# oil change questions



## Eightbelow (Mar 16, 2011)

I'd change your oil now for the break in oil change, I did mine at about 1500 miles. The moving components in your engine are being shaped and formed to work with one another as you start using your new engine, and that results in metal shavings in your oil. I suggest using a synthetic blend for your first and maybe even second oil change and then going to full synthetic, reason being is I have read that running full synthetic on an engine with such few miles actually flaws the break in process because the fully synthetic oil actually works so well it prevents parts in your engine from breaking in as well as a synthetic blend does.


----------



## Quazar (Apr 28, 2011)

You can wait or get it done now. I did mine at 4000 miles.

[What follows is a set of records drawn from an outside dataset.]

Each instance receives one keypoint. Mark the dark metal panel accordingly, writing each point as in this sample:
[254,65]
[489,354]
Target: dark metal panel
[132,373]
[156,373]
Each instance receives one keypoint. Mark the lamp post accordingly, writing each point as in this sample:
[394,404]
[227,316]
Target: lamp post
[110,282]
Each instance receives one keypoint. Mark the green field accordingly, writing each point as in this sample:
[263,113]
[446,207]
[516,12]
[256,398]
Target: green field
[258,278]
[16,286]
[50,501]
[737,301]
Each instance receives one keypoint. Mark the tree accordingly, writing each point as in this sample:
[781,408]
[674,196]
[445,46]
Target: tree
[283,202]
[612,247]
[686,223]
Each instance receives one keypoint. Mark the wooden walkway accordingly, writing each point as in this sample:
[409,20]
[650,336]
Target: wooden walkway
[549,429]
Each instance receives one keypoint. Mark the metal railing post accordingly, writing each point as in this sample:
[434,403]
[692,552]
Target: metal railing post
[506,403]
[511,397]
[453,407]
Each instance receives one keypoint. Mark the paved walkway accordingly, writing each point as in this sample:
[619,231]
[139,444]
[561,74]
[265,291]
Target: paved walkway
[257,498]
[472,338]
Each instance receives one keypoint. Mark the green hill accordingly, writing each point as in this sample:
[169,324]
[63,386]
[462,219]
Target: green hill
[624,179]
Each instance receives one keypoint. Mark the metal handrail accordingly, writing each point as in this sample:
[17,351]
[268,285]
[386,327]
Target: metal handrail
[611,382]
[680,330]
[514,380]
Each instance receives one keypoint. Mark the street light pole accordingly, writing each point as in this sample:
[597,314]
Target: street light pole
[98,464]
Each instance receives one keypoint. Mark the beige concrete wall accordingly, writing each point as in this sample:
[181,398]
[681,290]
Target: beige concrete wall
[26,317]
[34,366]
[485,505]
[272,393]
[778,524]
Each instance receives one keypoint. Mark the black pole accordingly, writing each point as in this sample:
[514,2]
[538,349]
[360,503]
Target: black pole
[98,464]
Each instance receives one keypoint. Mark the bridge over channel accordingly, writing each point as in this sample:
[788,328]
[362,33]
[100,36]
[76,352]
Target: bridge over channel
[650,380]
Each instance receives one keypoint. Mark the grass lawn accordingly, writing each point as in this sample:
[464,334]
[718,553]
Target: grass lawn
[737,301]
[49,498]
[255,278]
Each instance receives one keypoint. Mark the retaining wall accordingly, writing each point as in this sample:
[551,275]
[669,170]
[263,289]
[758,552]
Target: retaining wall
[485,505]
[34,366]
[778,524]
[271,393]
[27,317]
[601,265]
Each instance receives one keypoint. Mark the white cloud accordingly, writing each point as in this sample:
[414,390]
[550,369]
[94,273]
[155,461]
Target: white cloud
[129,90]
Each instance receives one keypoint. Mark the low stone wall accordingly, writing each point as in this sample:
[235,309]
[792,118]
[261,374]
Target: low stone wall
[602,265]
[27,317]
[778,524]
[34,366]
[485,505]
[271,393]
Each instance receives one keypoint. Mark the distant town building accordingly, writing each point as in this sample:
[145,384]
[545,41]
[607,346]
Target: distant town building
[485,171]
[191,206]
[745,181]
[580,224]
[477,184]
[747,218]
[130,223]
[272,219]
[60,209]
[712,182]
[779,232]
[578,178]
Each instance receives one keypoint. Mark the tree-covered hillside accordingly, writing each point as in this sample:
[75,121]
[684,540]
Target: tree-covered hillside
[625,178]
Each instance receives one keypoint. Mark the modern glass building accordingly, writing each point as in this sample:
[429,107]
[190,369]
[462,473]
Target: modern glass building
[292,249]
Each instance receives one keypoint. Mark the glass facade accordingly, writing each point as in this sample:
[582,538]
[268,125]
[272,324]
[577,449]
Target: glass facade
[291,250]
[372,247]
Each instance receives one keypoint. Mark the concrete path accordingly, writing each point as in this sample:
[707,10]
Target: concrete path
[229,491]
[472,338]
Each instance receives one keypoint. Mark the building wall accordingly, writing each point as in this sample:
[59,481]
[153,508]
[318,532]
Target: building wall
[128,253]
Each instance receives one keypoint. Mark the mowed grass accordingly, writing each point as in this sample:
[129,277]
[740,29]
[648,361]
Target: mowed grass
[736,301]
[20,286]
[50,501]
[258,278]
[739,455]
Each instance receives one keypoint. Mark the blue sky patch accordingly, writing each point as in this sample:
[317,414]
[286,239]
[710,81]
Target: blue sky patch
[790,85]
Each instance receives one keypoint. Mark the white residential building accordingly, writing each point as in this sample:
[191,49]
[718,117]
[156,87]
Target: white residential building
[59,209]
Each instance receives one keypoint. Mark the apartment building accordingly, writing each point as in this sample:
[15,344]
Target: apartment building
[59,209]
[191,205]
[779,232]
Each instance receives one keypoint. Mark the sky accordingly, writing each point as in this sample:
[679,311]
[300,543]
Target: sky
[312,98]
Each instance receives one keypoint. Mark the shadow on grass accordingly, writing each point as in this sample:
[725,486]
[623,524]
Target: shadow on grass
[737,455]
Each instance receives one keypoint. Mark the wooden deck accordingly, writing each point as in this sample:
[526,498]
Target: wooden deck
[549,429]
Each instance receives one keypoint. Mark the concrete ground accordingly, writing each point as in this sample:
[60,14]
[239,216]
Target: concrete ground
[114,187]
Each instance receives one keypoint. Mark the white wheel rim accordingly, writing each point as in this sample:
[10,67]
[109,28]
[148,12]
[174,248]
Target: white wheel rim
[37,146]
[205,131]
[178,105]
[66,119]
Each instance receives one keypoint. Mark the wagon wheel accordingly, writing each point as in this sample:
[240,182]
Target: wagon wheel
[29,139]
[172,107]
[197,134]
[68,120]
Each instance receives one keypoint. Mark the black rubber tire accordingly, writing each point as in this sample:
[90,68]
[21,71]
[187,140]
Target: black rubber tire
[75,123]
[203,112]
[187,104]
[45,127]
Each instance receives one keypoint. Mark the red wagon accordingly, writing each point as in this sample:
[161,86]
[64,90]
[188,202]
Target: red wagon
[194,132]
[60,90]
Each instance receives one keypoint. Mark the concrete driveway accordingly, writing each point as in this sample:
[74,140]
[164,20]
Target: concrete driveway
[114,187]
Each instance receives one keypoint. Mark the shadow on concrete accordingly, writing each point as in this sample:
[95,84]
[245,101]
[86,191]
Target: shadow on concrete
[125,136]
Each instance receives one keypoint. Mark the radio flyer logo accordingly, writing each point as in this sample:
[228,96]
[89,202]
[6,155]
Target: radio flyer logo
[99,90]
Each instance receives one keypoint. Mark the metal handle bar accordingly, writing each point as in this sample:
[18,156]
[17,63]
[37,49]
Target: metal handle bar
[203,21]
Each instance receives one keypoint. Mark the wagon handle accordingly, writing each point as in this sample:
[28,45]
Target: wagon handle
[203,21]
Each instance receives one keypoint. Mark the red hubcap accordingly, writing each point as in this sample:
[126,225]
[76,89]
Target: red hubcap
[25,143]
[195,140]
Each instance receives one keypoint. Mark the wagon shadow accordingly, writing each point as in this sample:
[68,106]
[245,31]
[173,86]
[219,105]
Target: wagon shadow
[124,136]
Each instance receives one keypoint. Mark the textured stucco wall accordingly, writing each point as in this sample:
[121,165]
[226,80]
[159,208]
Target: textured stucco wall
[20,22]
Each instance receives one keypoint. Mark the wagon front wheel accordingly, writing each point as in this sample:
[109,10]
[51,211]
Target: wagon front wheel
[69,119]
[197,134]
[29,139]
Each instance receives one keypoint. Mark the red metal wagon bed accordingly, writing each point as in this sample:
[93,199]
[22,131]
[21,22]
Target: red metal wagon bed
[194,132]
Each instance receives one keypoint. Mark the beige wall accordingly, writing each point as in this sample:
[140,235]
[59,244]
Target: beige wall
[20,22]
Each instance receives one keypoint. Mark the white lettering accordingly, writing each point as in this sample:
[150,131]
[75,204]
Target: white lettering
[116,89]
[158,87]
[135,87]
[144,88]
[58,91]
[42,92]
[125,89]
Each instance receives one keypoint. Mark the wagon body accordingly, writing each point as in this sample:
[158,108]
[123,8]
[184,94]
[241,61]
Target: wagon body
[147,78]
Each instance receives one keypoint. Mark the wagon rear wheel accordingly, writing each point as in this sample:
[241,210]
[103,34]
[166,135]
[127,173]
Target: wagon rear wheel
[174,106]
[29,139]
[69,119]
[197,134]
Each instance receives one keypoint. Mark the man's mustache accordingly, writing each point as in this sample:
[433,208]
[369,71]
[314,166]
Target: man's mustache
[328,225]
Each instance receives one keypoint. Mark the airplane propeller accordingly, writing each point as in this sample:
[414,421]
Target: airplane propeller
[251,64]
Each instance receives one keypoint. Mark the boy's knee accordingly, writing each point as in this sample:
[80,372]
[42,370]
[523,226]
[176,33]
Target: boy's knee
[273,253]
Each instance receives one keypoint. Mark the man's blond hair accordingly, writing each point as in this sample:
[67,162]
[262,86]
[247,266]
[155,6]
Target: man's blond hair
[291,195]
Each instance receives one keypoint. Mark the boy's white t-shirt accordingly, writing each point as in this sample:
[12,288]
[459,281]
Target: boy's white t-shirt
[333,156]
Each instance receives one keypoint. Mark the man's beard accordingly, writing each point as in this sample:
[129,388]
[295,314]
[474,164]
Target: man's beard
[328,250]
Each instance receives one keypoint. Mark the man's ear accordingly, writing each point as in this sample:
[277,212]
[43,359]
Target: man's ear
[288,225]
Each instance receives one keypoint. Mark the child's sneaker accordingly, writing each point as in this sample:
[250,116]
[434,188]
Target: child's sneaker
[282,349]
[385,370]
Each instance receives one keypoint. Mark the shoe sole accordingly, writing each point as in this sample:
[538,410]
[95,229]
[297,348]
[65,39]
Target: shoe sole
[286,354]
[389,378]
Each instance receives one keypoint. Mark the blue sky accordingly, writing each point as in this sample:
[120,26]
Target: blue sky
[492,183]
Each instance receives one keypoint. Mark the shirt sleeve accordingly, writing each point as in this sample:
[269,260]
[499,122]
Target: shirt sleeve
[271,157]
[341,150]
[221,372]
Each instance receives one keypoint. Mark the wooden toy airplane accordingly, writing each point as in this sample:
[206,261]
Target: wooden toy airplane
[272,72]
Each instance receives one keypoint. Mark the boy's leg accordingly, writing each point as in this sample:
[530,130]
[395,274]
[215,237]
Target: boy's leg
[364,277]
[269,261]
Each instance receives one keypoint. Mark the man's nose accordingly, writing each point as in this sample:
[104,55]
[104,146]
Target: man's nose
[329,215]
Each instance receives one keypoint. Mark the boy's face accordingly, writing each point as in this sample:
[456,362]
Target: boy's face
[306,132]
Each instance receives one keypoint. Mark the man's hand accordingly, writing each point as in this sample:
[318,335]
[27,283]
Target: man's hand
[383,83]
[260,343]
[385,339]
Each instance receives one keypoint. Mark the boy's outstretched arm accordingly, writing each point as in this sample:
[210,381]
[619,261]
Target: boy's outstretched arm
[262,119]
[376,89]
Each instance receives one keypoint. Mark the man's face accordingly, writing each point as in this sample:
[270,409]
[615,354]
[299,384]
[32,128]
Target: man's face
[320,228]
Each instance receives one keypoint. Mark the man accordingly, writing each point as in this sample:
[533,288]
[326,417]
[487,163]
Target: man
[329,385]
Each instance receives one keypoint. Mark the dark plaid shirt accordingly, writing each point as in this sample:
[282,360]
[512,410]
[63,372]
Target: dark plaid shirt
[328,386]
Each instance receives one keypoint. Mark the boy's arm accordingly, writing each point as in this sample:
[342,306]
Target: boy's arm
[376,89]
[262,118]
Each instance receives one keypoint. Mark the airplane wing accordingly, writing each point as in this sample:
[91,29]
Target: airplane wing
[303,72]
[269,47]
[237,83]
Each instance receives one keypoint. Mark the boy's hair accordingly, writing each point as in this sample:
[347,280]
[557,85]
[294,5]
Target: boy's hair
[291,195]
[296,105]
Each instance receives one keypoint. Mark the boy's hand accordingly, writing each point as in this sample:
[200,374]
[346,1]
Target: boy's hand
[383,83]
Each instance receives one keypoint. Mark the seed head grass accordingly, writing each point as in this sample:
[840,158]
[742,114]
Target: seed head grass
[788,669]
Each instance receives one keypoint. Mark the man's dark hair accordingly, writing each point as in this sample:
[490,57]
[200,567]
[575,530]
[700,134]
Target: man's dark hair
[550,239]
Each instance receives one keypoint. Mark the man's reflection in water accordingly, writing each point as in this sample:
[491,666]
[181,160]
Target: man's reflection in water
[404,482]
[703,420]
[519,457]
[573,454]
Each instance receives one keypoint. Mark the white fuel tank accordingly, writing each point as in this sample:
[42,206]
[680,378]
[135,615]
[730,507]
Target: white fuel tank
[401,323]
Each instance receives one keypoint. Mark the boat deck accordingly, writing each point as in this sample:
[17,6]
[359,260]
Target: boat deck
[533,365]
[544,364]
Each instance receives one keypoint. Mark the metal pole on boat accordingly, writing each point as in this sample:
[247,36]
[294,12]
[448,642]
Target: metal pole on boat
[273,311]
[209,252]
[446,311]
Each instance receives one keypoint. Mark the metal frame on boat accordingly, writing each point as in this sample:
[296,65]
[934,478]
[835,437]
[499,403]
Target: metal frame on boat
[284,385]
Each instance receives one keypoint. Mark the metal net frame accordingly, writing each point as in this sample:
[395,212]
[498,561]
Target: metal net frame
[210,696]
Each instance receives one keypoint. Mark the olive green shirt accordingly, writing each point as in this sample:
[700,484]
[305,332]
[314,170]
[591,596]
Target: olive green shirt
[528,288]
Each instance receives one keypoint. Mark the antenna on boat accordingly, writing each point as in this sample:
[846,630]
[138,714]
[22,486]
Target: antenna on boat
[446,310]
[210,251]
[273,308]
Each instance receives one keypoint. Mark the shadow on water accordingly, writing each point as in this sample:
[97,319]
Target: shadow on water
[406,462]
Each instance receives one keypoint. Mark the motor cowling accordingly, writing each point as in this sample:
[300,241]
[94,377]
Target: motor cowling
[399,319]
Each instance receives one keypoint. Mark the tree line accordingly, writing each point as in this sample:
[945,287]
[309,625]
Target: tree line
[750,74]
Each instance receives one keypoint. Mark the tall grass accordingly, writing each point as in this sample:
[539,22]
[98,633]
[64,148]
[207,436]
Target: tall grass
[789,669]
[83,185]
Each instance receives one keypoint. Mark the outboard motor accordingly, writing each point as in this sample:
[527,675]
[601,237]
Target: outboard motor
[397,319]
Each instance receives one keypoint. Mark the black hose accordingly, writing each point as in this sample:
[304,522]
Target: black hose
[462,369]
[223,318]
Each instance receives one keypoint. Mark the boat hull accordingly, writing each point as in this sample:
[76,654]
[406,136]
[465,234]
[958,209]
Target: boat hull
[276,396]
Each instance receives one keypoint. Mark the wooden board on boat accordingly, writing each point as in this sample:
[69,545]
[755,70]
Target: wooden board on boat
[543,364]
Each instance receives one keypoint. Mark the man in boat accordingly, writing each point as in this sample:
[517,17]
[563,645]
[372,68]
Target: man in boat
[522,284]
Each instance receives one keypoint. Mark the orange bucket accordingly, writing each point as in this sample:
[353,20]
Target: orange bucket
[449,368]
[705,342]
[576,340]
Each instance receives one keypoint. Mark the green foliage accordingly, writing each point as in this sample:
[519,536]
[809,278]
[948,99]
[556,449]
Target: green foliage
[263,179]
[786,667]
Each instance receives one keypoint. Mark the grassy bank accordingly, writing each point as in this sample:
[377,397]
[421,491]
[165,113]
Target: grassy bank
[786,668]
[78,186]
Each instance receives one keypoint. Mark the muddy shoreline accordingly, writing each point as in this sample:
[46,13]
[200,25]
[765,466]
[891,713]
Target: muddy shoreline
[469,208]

The philosophy of the break in oil change is outdated but cant hurt. the only part that really "breaks in" is the rings to the cyliners in modern cars, and the modern idiology is this happens withing 25 - 50 miles. 

Go full synthetic if you do it yourself. but you good to about 8000 miles or 20% oil life.


----------



## vitgia78 (Mar 9, 2011)

I use synthetic oil (Motul 5w30) in my car and I can feel the engine less lag than normal oil (20w50)


----------



## HSR (Jul 5, 2011)

When I bought the car I was told when it hits 0% get the change done, got a call from a different dealership recently and they said to get it done at 20-25%, I asked if it was necessary then they said no, it can go down to 10%....so I'm not sure what to believe. I'll go to 0% and if the engine breaks down I'll get a new engine with 0 Kms on it or at least some new parts...warranty will cover it, says in the owners manual to get it done when the car says so and that'll be at 0% ? Going synthetic


----------



## cruzeman (Mar 13, 2011)

I'm not messing around with this engine being that its so small and turbocharged so full synthetic it is and reccomend everyone else do the same!!


----------



## 70x7 (Apr 24, 2011)

Id go with what GM says. They are the expert afterall.....


----------



## Macman (May 4, 2011)

Appreciate the input. I think I'll go with the first oil change being a synthetic blend, then move to full synthetic on my other oil changes. I think the engine oil life readout is wrong, If I wait until 0% it'll be 10,000 miles. I always used mobile 1 full synthetic 5w30 on my altima with a wix oil filter. I thought I'd have chevy do the oil changes, at least at first because I have coupons for it, but it only applies to regular oil, so I may have a friend who has a mechanic shop do it, comes out cheaper and won't affect the warranty.


----------